Exercise Regression

BERN02

Author

Ullrika Sahlin

Format

Work individually or in pairs. If you work in a pair, each person hands in individually, but write in the beginning of the text file whom you have been working with.

Grades

Pass or Fail

Programming language

You can use the language you prefer, but I recommend using R or Python.

To get started with R, I recommend

  • use it via Posit Cloud (no installation needed, just create an account) and create reports (notebooks) using Quarto

  • use it on your desktop by installing R and RStudio on your computer, or

  • use Google Colab. The default in Google Colab is Python. If you want to use R in Google Colab, open a new notebook, go to edit->Notebook settings, select R as runtime type and save.

Material

The data file for this exercise is available on the git repository github.com/luchem/bern02

URL to the data file

Local simple regression

Write your own function for performing predictions with Local Regression using one predictor.

The input arguments to the function must be

  • \(y\) a vector of observations of the response variable

  • \(x\) a vector of observations of the predictor

  • \(k\) the number of neighboring points to include in each local regression and

  • \(x_0\) a vector of values for which a prediction is going to be made

The function shall return

  • \(pred\) a vector of predicted values, and

  • \(se\) a vector of standard deviations of the expected value of each predicted value

Apply the function on the Air pollution data set

Load the data set pollution_cleaneddata.csv with meta data pollution_metadata.txt.

Predict Total age-adjusted mortality rate per 100,000 (MORT) for an area with 10, 18 and 25 % of families with income < $3000 (POOR)

Provide predictions with the expected value and the standard error.

Submit lab report on Canvas

Upload the code for the function together with the three predictions in the assignment Exercise: Regression on Canvas.

Write your name and date in the beginning of code and, if applicable, the name of your collaborator.

The exercises/computer labs are designed to be carried out the same day as the lecture.

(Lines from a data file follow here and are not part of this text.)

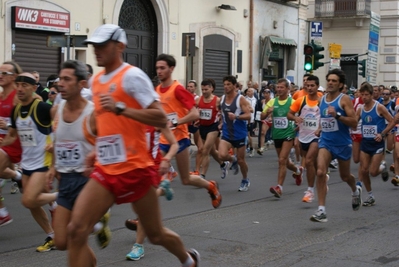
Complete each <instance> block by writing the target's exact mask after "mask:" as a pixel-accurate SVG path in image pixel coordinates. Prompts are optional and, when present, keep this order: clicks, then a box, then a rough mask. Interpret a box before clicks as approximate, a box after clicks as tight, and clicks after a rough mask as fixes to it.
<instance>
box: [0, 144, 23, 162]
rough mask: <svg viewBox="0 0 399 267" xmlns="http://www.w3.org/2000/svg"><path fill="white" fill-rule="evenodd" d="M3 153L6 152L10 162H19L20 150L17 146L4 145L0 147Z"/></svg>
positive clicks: (0, 148)
mask: <svg viewBox="0 0 399 267" xmlns="http://www.w3.org/2000/svg"><path fill="white" fill-rule="evenodd" d="M0 150H3V152H4V153H6V154H7V156H8V158H9V159H10V161H11V162H12V163H19V162H21V156H22V150H21V149H19V148H15V147H13V146H5V147H2V148H0Z"/></svg>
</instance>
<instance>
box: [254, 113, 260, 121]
mask: <svg viewBox="0 0 399 267" xmlns="http://www.w3.org/2000/svg"><path fill="white" fill-rule="evenodd" d="M260 114H262V111H257V112H256V114H255V120H256V121H260Z"/></svg>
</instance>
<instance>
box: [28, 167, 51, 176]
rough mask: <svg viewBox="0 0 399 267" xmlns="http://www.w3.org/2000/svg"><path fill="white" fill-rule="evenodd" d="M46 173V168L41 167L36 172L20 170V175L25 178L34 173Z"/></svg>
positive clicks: (37, 169) (29, 175)
mask: <svg viewBox="0 0 399 267" xmlns="http://www.w3.org/2000/svg"><path fill="white" fill-rule="evenodd" d="M47 171H48V167H41V168H39V169H36V170H25V169H22V174H23V175H26V176H31V175H32V174H33V173H34V172H47Z"/></svg>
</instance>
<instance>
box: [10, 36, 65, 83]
mask: <svg viewBox="0 0 399 267" xmlns="http://www.w3.org/2000/svg"><path fill="white" fill-rule="evenodd" d="M56 34H57V33H53V32H40V31H23V30H15V32H14V35H13V44H15V53H14V56H13V60H14V61H16V62H17V63H18V64H19V65H20V66H21V68H22V70H23V71H24V72H31V71H34V70H35V71H38V72H39V73H40V83H41V84H42V85H43V87H46V80H47V77H48V76H50V75H51V74H58V73H59V70H60V65H61V48H58V47H47V36H49V35H56Z"/></svg>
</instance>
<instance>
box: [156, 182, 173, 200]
mask: <svg viewBox="0 0 399 267" xmlns="http://www.w3.org/2000/svg"><path fill="white" fill-rule="evenodd" d="M159 187H160V188H162V189H163V192H164V194H165V198H166V200H172V199H173V195H174V191H173V189H172V188H170V181H169V180H163V181H162V182H161V183H160V184H159Z"/></svg>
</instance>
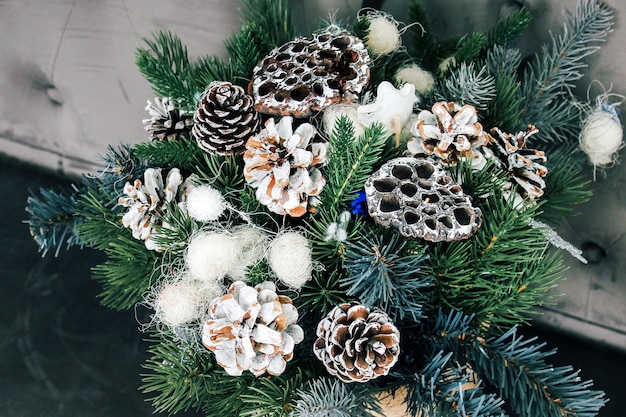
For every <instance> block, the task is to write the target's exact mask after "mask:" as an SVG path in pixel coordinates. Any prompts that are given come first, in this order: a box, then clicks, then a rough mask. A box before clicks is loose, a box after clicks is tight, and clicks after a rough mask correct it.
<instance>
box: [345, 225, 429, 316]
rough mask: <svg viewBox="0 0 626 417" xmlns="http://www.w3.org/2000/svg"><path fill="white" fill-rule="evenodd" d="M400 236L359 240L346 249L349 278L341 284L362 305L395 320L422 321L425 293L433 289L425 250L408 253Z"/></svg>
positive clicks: (346, 290)
mask: <svg viewBox="0 0 626 417" xmlns="http://www.w3.org/2000/svg"><path fill="white" fill-rule="evenodd" d="M405 246H406V242H404V241H403V240H401V239H400V237H399V235H398V234H395V233H394V234H392V235H391V237H389V238H387V239H386V238H385V237H384V235H381V234H379V235H372V236H360V238H359V239H357V240H356V241H354V242H351V243H349V244H348V245H347V247H346V252H345V269H346V276H344V277H342V279H340V281H339V284H340V285H341V286H342V287H344V288H347V290H346V294H347V295H349V296H352V297H356V298H357V299H358V300H360V302H361V303H363V304H365V305H369V306H376V307H378V308H381V309H382V310H384V311H386V312H387V313H388V314H389V315H390V317H391V318H392V319H393V320H395V321H398V320H402V319H405V318H410V319H411V320H412V321H414V322H417V321H418V320H419V319H420V318H422V317H423V309H424V304H425V303H426V301H427V295H426V291H427V290H428V288H429V287H431V286H432V276H431V272H432V271H431V270H430V269H429V268H428V267H427V266H426V263H425V261H426V259H427V258H428V256H427V255H426V254H425V253H424V250H421V251H418V252H414V253H407V250H406V249H405Z"/></svg>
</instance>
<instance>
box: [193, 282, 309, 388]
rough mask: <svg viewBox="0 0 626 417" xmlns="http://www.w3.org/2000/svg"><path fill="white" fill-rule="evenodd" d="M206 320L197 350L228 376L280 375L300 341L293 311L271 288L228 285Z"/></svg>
mask: <svg viewBox="0 0 626 417" xmlns="http://www.w3.org/2000/svg"><path fill="white" fill-rule="evenodd" d="M209 314H210V318H209V319H208V320H207V321H206V322H205V323H204V326H203V329H202V344H203V345H204V346H205V347H206V348H207V349H209V350H211V351H212V352H214V353H215V359H216V361H217V363H218V364H219V365H220V366H221V367H223V368H224V369H225V370H226V372H227V373H228V374H229V375H232V376H237V375H241V374H242V373H243V371H250V372H252V373H253V374H254V375H255V376H260V375H263V374H264V373H265V372H267V373H269V374H271V375H280V374H282V373H283V372H284V370H285V368H286V366H287V365H286V363H287V362H288V361H290V360H291V359H292V358H293V349H294V346H295V345H296V344H298V343H300V342H302V340H304V332H303V331H302V328H301V327H300V326H298V325H297V324H296V321H297V320H298V311H297V310H296V308H295V307H294V306H293V304H292V303H291V299H290V298H289V297H285V296H282V295H278V294H276V286H275V285H274V284H273V283H272V282H264V283H263V284H259V285H257V286H256V287H250V286H248V285H246V284H245V283H244V282H242V281H236V282H234V283H233V284H232V285H231V286H230V288H229V289H228V292H227V293H226V295H224V296H222V297H219V298H216V299H215V300H213V302H212V303H211V305H210V306H209Z"/></svg>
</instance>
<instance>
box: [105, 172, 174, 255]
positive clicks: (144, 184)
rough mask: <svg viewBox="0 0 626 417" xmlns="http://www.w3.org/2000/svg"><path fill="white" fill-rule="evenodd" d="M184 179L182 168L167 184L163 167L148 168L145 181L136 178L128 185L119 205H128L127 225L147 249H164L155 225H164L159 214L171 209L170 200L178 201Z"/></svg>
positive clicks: (124, 215) (162, 213)
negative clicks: (167, 206)
mask: <svg viewBox="0 0 626 417" xmlns="http://www.w3.org/2000/svg"><path fill="white" fill-rule="evenodd" d="M182 182H183V178H182V175H181V174H180V171H179V170H178V168H172V169H171V170H170V171H169V172H168V173H167V177H166V180H165V184H163V177H162V175H161V169H160V168H148V169H146V171H145V172H144V182H143V183H142V182H141V180H138V179H137V180H135V181H134V182H133V183H132V184H131V183H130V182H127V183H126V185H125V186H124V194H126V196H125V197H120V198H119V199H118V202H117V204H119V205H121V206H124V207H128V211H127V212H126V214H124V216H123V217H122V224H123V225H124V227H126V228H129V229H131V231H132V234H133V237H134V238H135V239H140V240H143V241H144V242H145V244H146V248H148V249H150V250H157V251H158V250H160V249H161V248H160V246H159V245H158V244H157V243H156V241H155V240H154V227H155V225H161V224H162V221H161V220H160V219H159V216H160V215H162V214H163V213H164V212H166V211H167V205H168V203H171V202H172V201H174V200H176V199H177V197H178V194H179V187H180V185H181V183H182Z"/></svg>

We encourage you to do the exercise on the time assigned for it, to get support from tutors, and submit the report on the morning of the next day the latest.

Curiosa

Local regression is an example of a memory-based method which means that it does not have a fitted model and instead uses the training data to recompute the local fit every time we make a prediction.

The number of neighboring points can be chosen by cross-validation.